4) The ability of the athlete to produce higher overloads in sports specific training sessions is the biggest benefit for the endurance athlete.
5) Increased core strength and overall improvement in muscle imbalances helps prevent overuse injuries. This is in addition to the added benefits of power production from appropriate resistance training programs.  

IMWA 2007 360

From the items mentioned above, we can gather that resistance training is an effective tool for endurance athletes.  But it is very important to note that their studies also specify a certain type of resistance training suited for the said individuals.

So, what consists of a good resistance training program for someone involved in endurance activities?  Mr. DeVore goes on to conclude the following:

“The real measurement of a good resistance training program for a cyclist or other endurance athlete is that it creates a platform for the athlete to produce greater power output during sports specific training sessions.  This allows the athletes to have greater overloads in their actual sport specific training.”

Sounds really good, but how do we apply these theories and incorporate them into our routine?

Circuit Training

Good old circuit training, which dates back to the 1970s, have been greatly downplayed in the recent years, but unjustly so, in our opinion.  Circuit workouts are modest in length and they are beneficial not only for the muscular system but also for the cardiovascular system, and scientific research through the years has backed up these claims.  Individuals who were tested made progress with their VO2max values and treadmill endurance times.  They improved muscular strength, and since possessing this seems to decrease muscular fatigue during exercise, it allowed the athletes to exercise longer.

According to the authorities at Peak Performance lab, “the continuous nature of circuit training tends to keep heart rate and oxygen consumption high throughout the workout. You are always doing something, so the muscles keep using oxygen to furnish the necessary fuel, and the heart keeps pumping oxygen to the muscles. High heart rates and oxygen-consumption rates during workouts tend to heighten VO2max.”

Sample Workout

The following routine was developed by Peak Performance, and is perfect for endurance athletes.  It is an excellent workout in the sense that the athlete can perform it comfortably anywhere he/ she is training as there is no need for it to be done inside the gym.

Warm up with 10 to 15 minutes of easy jogging, swimming or cycling, and then perform the following exercises in order. Move quickly from exercise to exercise, but don’t perform the exercises themselves too quickly (don’t sacrifice good form just to get them done in a hurry). The idea is to do each exercise methodically and efficiently – and then almost immediately start on the next one.

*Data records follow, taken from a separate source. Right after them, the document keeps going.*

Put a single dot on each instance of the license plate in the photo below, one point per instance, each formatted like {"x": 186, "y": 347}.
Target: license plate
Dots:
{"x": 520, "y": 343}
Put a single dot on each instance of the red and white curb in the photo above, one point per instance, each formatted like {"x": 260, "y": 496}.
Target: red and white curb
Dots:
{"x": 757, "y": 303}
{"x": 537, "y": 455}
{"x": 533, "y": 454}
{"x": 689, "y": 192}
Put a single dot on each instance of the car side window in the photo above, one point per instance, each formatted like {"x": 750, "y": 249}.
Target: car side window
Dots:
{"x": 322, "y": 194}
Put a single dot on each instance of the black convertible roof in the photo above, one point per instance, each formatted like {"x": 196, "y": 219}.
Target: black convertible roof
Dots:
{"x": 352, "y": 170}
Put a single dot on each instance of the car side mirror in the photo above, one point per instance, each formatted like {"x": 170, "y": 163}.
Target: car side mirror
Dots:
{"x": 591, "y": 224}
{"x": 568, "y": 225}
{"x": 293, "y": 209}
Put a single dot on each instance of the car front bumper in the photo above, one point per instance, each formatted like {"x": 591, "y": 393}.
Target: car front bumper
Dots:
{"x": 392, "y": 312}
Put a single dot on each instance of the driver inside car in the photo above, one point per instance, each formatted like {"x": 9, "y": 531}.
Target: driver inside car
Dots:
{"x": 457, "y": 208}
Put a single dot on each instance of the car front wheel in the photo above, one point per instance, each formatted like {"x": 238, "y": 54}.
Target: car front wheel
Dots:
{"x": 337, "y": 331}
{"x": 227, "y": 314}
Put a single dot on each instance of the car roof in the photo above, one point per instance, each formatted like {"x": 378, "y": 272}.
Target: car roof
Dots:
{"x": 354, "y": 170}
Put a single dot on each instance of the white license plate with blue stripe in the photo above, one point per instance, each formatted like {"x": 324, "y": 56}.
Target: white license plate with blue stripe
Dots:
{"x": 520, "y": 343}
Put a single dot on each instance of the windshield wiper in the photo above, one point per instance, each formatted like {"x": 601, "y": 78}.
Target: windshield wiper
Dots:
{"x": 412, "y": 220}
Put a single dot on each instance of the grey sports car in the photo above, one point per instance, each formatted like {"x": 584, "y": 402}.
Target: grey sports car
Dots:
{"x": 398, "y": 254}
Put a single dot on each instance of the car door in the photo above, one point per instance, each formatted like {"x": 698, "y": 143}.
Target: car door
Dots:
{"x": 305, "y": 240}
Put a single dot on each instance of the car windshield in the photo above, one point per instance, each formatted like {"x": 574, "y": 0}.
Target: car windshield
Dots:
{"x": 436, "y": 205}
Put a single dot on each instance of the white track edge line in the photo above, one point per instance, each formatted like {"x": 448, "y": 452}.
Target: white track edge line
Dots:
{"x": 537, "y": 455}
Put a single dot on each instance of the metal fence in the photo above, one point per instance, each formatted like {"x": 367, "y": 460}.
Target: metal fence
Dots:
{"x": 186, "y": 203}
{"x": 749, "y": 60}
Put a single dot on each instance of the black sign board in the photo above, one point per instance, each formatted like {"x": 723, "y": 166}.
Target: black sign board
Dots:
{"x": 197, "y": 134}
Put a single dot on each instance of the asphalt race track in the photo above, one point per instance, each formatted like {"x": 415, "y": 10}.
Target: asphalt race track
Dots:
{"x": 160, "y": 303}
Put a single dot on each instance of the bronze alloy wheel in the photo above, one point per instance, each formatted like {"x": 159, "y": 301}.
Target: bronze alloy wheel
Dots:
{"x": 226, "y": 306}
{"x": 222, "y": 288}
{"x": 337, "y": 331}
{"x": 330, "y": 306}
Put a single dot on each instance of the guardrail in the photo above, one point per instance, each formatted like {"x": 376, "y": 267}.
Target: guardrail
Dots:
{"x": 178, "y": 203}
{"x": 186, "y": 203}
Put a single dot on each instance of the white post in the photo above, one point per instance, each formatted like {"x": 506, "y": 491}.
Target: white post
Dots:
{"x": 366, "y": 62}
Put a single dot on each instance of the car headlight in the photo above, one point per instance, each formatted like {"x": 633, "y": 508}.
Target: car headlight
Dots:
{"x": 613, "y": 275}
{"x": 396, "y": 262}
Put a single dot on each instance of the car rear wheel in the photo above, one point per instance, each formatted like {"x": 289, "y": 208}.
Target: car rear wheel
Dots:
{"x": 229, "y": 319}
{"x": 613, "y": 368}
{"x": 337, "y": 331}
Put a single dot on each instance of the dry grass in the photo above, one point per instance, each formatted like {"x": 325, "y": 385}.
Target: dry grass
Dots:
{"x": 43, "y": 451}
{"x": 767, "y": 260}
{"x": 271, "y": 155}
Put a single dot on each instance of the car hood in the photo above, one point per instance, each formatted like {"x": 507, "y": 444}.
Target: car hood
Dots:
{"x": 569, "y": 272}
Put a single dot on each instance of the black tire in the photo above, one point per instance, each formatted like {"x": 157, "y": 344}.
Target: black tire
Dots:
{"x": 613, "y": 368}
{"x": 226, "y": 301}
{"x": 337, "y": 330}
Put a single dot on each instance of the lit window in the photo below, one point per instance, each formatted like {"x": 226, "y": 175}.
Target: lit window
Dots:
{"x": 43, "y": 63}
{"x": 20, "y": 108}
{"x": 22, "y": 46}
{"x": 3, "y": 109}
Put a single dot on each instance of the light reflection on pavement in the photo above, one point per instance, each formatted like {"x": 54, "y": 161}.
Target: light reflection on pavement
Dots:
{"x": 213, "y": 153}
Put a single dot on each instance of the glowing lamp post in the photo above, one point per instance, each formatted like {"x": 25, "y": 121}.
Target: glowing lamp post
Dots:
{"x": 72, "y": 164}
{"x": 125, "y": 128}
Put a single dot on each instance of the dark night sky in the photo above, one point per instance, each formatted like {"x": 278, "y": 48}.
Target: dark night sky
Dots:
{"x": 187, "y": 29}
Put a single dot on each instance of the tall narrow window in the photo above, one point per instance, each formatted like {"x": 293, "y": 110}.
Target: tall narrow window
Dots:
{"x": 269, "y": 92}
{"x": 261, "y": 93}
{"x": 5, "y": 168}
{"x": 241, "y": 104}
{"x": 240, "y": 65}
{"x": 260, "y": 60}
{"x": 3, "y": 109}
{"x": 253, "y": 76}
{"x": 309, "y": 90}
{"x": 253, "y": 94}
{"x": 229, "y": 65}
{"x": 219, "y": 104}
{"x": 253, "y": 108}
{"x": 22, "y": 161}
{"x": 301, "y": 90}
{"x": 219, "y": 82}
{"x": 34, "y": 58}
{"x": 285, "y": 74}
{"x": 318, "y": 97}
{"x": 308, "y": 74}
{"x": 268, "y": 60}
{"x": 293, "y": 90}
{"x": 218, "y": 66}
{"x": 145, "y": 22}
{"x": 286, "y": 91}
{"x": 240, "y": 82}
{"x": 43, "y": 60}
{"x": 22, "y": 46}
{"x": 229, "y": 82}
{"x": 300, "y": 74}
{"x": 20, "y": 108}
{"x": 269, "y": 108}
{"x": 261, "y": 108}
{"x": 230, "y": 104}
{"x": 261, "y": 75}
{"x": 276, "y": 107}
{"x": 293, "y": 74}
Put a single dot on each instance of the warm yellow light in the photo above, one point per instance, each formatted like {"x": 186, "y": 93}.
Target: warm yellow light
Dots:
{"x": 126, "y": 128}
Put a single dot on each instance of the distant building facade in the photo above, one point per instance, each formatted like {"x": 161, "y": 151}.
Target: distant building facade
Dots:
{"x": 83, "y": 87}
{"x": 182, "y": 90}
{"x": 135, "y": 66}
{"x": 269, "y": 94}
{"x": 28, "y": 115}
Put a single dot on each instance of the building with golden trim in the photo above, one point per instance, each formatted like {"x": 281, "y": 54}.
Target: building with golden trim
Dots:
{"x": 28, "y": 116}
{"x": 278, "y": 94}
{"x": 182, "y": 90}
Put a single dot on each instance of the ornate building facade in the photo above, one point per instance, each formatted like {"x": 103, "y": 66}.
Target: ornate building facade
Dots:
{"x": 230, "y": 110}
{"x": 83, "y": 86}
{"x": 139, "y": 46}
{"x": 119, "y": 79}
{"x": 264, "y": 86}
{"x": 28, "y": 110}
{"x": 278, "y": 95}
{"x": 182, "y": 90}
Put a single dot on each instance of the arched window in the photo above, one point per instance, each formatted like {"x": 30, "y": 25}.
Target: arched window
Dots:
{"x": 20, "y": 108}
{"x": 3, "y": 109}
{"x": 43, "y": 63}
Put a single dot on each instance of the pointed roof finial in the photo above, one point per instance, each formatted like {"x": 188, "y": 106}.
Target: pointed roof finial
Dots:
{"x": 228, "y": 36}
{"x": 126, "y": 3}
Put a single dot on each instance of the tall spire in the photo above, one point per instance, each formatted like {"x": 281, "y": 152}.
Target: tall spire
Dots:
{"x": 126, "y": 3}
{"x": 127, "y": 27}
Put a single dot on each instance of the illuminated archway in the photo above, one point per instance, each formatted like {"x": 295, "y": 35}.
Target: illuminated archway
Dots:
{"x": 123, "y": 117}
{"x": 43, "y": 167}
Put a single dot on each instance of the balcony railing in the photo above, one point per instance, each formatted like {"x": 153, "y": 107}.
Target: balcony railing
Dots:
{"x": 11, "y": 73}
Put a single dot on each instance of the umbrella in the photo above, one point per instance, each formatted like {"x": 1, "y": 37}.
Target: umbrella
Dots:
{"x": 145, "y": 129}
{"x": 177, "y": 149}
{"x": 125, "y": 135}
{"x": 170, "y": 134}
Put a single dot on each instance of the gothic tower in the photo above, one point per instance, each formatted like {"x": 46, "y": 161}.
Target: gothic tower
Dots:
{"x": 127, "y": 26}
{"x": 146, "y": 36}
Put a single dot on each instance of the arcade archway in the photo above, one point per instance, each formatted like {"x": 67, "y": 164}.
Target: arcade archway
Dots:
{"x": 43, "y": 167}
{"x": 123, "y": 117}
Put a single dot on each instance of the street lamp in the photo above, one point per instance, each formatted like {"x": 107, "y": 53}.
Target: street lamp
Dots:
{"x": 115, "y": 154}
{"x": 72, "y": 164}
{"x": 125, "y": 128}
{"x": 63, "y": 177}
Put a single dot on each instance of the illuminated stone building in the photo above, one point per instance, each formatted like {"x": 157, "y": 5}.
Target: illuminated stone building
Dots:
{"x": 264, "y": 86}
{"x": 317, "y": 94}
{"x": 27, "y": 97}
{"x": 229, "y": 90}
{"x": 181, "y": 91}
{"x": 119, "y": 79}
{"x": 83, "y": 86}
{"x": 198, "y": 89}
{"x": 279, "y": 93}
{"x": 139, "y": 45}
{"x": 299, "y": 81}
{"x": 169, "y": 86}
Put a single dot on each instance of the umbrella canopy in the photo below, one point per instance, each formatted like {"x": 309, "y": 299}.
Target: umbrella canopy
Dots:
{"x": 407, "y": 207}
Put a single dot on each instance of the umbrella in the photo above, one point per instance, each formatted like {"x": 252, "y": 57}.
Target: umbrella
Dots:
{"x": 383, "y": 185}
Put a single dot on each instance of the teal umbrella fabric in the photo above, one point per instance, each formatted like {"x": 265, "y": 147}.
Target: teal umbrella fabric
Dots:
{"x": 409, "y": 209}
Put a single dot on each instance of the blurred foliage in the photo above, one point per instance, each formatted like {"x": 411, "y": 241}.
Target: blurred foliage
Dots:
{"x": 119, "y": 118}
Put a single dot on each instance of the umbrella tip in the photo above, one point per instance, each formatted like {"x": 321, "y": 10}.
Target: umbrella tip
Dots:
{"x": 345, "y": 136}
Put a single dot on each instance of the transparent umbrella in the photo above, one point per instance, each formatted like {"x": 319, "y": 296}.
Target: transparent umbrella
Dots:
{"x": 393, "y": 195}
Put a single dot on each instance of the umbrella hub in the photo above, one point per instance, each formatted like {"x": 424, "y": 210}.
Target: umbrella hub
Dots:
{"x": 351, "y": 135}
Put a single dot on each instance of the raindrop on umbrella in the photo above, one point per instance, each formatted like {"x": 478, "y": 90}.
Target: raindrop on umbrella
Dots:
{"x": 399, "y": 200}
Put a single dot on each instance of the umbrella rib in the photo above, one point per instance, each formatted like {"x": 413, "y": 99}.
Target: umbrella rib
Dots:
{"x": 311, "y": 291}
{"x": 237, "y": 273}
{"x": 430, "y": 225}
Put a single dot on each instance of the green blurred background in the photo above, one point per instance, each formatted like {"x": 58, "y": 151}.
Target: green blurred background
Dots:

1.  Run 400 metres at current 5-K race pace (if you’re a swimmer, swim 100 metres at high intensity; if you’re a cyclist pedal for 1600 metres at a high rate of speed)
2. Do 5 chin-ups
3. Complete 36 ab crunches
4. Perform 15 squat thrusts with jumps
5. Do 15 press-ups
6. Complete 30 body-weight squats (fast)
7. Run 400 metres at 5-K pace again (if you’re a swimmer or cyclist, see step 1)
8. Do 12 squat and dumbbell presses (with 10-pound dumbbells, or if outside the gym, use two equally-sized, filled up water bottles)
9. Complete 10 feet-elevated press-ups
10. Perform 36 low-back extensions
11. Do 15 bench dips
12. Complete 15 lunges with each leg
13. Run 400 metres at 5-K pace
14. Repeat steps 2-13 one more time (for two circuits in all), and then cool down with about 15 minutes of light jogging, swimming, or cycling.

 George Run

References:

1. Strength Training and Endurance Athletes: The Missing Link.” Jacques DeVore, Titan Sports Performance Center

2. Peak Performance Website.

3. “Resistance Training For Endurance Athletes.”  Mark Kovacs, High Performance Training.